Five years ago, motorised curtains in Hyderabad were a builder's-showflat gimmick. In 2026 they are a routine request — from Kokapet villas with double-height glass to Financial District flats where both partners work odd hours. But the price spread is wide and the marketing is loud, so here is a straight answer to the only question that matters: when is the motor actually worth the money?
The Three Ways to Motorise a Curtain
- Wired motorised track. The motor draws power from a concealed point above the window. Most reliable, silent and maintenance-light — but it needs a power point at track height, so it suits homes under construction or renovation, when the electrician can plan for it.
- Battery (rechargeable) track. The motor runs on a built-in battery charged every few months by USB. No wiring, no civil work, fits finished homes — the most popular choice in occupied apartments.
- Retrofit curtain robots. Small clip-on movers that run along your existing rod or track and drag the curtain. The cheapest entry into automation, fine for light curtains, but they struggle with heavy drapes and look less finished.
What It Realistically Costs
- Retrofit curtain robots — roughly ₹6,000–12,000 per window, on your existing rod or track
- Battery motorised track — roughly ₹15,000–28,000 per window, motor and smart track included
- Wired motorised track — roughly ₹20,000–40,000 per window, depending on width and motor brand
Two notes on those brackets. First, they are for the track and motor — the curtain fabric itself is priced separately (eyelets from ₹1,500, blackouts from ₹2,500; see our full Hyderabad price guide). Second, width is the multiplier: a 12-foot living-room track costs meaningfully more than a 5-foot bedroom window because the track, motor torque and fabric all scale up.
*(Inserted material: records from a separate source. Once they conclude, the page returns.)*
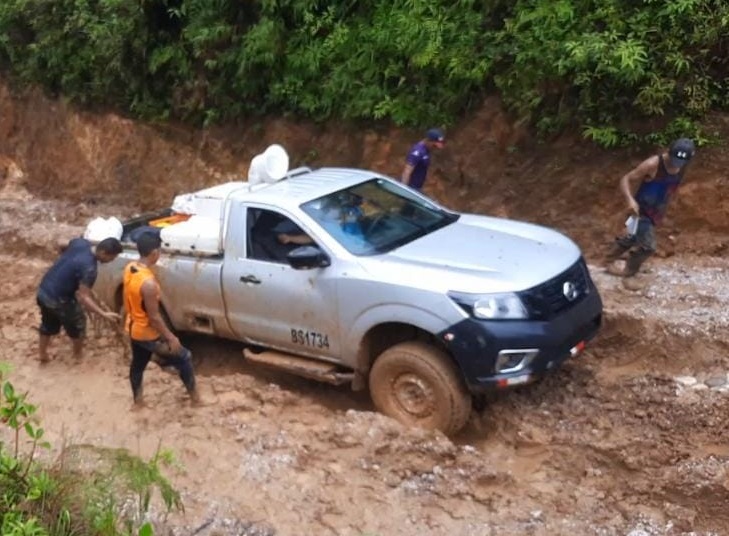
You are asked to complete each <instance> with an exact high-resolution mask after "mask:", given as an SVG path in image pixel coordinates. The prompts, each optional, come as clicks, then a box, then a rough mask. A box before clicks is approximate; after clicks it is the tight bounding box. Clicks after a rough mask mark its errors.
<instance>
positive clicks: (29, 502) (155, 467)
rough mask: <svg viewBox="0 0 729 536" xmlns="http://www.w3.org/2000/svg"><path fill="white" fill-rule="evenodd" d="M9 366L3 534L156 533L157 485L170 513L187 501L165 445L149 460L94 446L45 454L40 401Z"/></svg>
mask: <svg viewBox="0 0 729 536" xmlns="http://www.w3.org/2000/svg"><path fill="white" fill-rule="evenodd" d="M7 372H8V369H7V367H4V366H3V367H0V534H2V535H3V536H6V535H7V536H71V535H81V534H83V535H93V536H127V535H133V534H134V535H138V536H152V534H153V529H152V525H151V524H150V523H149V522H148V521H146V520H145V518H146V516H147V514H148V513H149V511H150V502H151V499H152V493H153V492H154V491H155V490H158V491H159V493H160V495H161V498H162V502H163V504H164V506H165V512H166V513H169V512H171V511H175V510H180V509H182V503H181V501H180V496H179V493H178V492H177V491H175V490H174V489H173V488H172V486H171V485H170V483H169V482H168V481H167V479H166V478H165V477H164V476H163V474H162V472H161V469H162V467H164V466H168V465H170V464H171V463H172V459H171V455H170V454H169V453H167V452H163V451H160V450H159V449H158V452H157V453H156V454H155V455H154V456H153V457H152V459H151V460H149V461H147V462H145V461H143V460H140V459H139V458H137V457H135V456H131V455H130V454H129V453H127V452H126V451H124V450H121V449H114V450H106V449H103V448H98V447H90V446H78V447H66V448H65V449H64V451H63V453H62V455H61V457H60V459H59V460H58V461H57V462H55V463H50V462H45V463H44V462H42V461H39V459H38V452H39V449H41V450H47V449H49V448H50V445H49V444H48V443H47V442H45V441H44V439H43V437H44V430H43V428H41V427H40V426H39V425H38V423H37V419H36V416H35V414H36V411H37V408H36V406H34V405H33V404H31V403H29V402H28V401H27V400H26V395H25V394H20V393H18V392H17V391H16V390H15V387H14V386H13V384H12V383H11V382H9V381H7V380H6V379H5V377H6V376H7ZM5 437H10V440H9V441H8V442H7V443H6V442H5V441H3V438H5ZM26 444H29V446H28V448H27V449H26V448H25V447H26Z"/></svg>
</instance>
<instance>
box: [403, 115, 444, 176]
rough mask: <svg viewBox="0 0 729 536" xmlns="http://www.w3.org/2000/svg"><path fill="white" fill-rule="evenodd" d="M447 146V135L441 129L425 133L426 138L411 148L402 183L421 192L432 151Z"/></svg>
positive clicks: (411, 147)
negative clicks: (430, 156)
mask: <svg viewBox="0 0 729 536" xmlns="http://www.w3.org/2000/svg"><path fill="white" fill-rule="evenodd" d="M444 144H445V135H444V134H443V131H442V130H440V129H439V128H431V129H430V130H429V131H428V132H426V133H425V138H424V139H422V140H420V141H419V142H418V143H416V144H415V145H413V146H412V147H411V148H410V152H409V153H408V156H407V158H406V163H405V169H404V170H403V172H402V182H404V183H405V184H407V185H408V186H410V187H411V188H414V189H416V190H421V189H422V188H423V185H424V184H425V177H426V175H427V174H428V166H429V165H430V150H431V149H432V148H433V147H435V148H436V149H442V148H443V145H444Z"/></svg>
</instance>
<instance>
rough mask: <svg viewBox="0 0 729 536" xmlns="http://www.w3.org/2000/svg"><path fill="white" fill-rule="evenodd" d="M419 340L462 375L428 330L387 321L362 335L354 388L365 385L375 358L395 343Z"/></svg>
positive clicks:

Treat these as planning ranges and get an exact quote against your measurements.
Alexa, Google Home and "Good Morning" Scenes
Most current motors connect over Wi-Fi — either directly or through a small hub — and pair with Alexa and Google Home. In practice that gives you three things Hyderabad households actually use:
- Voice control — "Alexa, close the bedroom curtains" works from bed, mid-call, or with your hands full.
- Schedules — curtains open at 7 am on weekdays and stay shut till 9 on weekends; sheers close automatically at dusk before interior lights expose the room.
- Scenes — a single "movie time" or "good morning" command that moves curtains, lights and AC together.
Check one thing before buying: that the motor brand's app supports Indian Alexa/Google accounts and lets you set curtain position by percentage, not just open/closed. The good ones do.
When Motorisation Actually Makes Sense
- Tall and wide windows. Floor-to-ceiling glass in Kokapet and Narsingi high-rises produces curtains too heavy to glide nicely by hand — a motor moves them evenly without yanking the fabric off its hooks.
- Double-height villa living rooms. If the curtain header is 18 feet up, manual operation was never really an option.
- Elderly parents at home. A remote or voice command replaces a daily stretch-and-pull routine — genuinely one of the kindest upgrades we install.
- Shift workers and IT schedules. Blackout curtains that close themselves at 8 am make day-sleep possible — a common request around the Financial District and Gachibowli.
Where it makes less sense: small standard windows you pass all day anyway, rental homes you will leave in a year, and very tight budgets where the motor money buys better fabric instead.
What Cur'tales Installs
We supply and fit motorised tracks with the curtains stitched in-house — one team, one accountability, since 1998. That matters with motorisation, because the fabric weight, fullness and track motor must be matched; a motor sized for a sheer will stall on a 350 GSM blackout. On a free home visit we measure, demo a working motor sample, and quote the track, motor and curtain as one written number. You can browse the rest of the range on the shop page.
Warranty and Maintenance Questions to Ask Any Vendor
- How many years of warranty on the motor, and is the track warranted separately?
- Is there a manual override — can you pull the curtain by hand during a power cut without damaging the mechanism?
- For battery motors: what is the battery life per charge, and what does a replacement battery cost in a few years?
- Is the first service visit after installation free, and what do later visits cost?
- Does the app work without the cloud if the brand's servers shut down — or at minimum, does the remote still work?
Any installer comfortable answering those five in writing is worth your money. Any installer who dodges them is telling you something too.